In his essay “This is This,” Robin Mackay describes how Hecker’s music adopts the theory of hyperchaos. It’d be tough to simply summarize it here, but, as Mackay explains, those expecting wild disorder have the wrong sort of chaos in mind: this is music in which absolutely anything can come after anything else, not music in which absolutely everything must follow everything else. A true aural representation of hyperchaos is a concept that threatens to tie the mind into knots, so Hecker’s Speculative Solution is only an approximation, an attempt to wrest the sonic arts from the shackles of rules and expectations. The results are unabashedly abstract (which doesn’t necessarily mark new terrain for Hecker); keeping in line with Meillassoux’s anything-is-possible ethos, the music is, as expected, the product of seemingly random transitions and sequences almost impossible to predict. To catalog the sounds that pass the ears over the hour would be like taking roll on Noah’s ark: they range in tone, intensity, clarity and dynamics, a diverse collection of discrete sound events, presented in no particular order. It’s not as wildly erratic as it could be, though, with Hecker’s electronics going through periods of timbral homogeneity, and the results occasionally relaxing into repetitive modes. After all, as with the flipping of a coin, randomness can produce consistency as easily as it does change.

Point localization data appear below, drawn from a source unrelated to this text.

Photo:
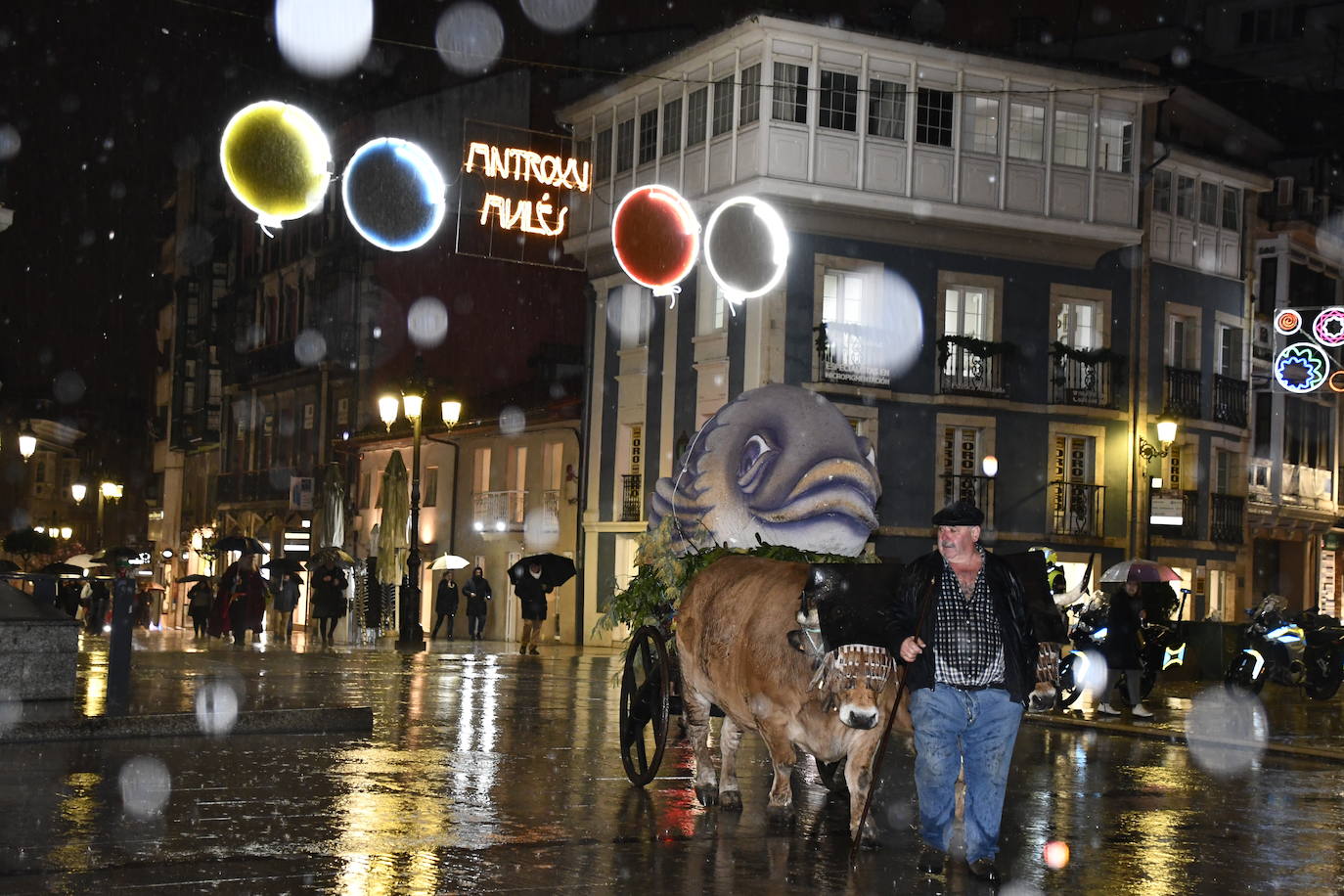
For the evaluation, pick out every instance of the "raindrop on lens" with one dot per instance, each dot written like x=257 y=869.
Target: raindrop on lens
x=558 y=17
x=426 y=321
x=309 y=348
x=470 y=36
x=216 y=708
x=324 y=38
x=513 y=421
x=146 y=786
x=10 y=141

Just as those little metal balls seem to bounce every which way when they inevitably fall out of the box (I don’t think mine broke any of the laws of physics, but there’s still one lost in the hyperchaos of my apartment), the movement of Hecker’s music is near impossible to anticipate throughout Speculative Solution. This makes for interesting, if not always engaging listening, and though one needn’t read all of the accompanying text to enjoy the CD, it will certainly help. The music, in fact, is more interesting as an embodiment of Meillassoux’s theories than as a stand-alone. The listener who’s willing to do some reading and chin stroking will likely find Speculative Solution an interesting confluence of philosophy and sound; those who simply want to listen may often find their enjoyment stymied by the music’s particular unpredictability. Speculative Solution doesn’t encourage passive engagement and therefore may have limited appeal…but (if I may be allowed to crudely paraphrase Meillassoux ) you never know.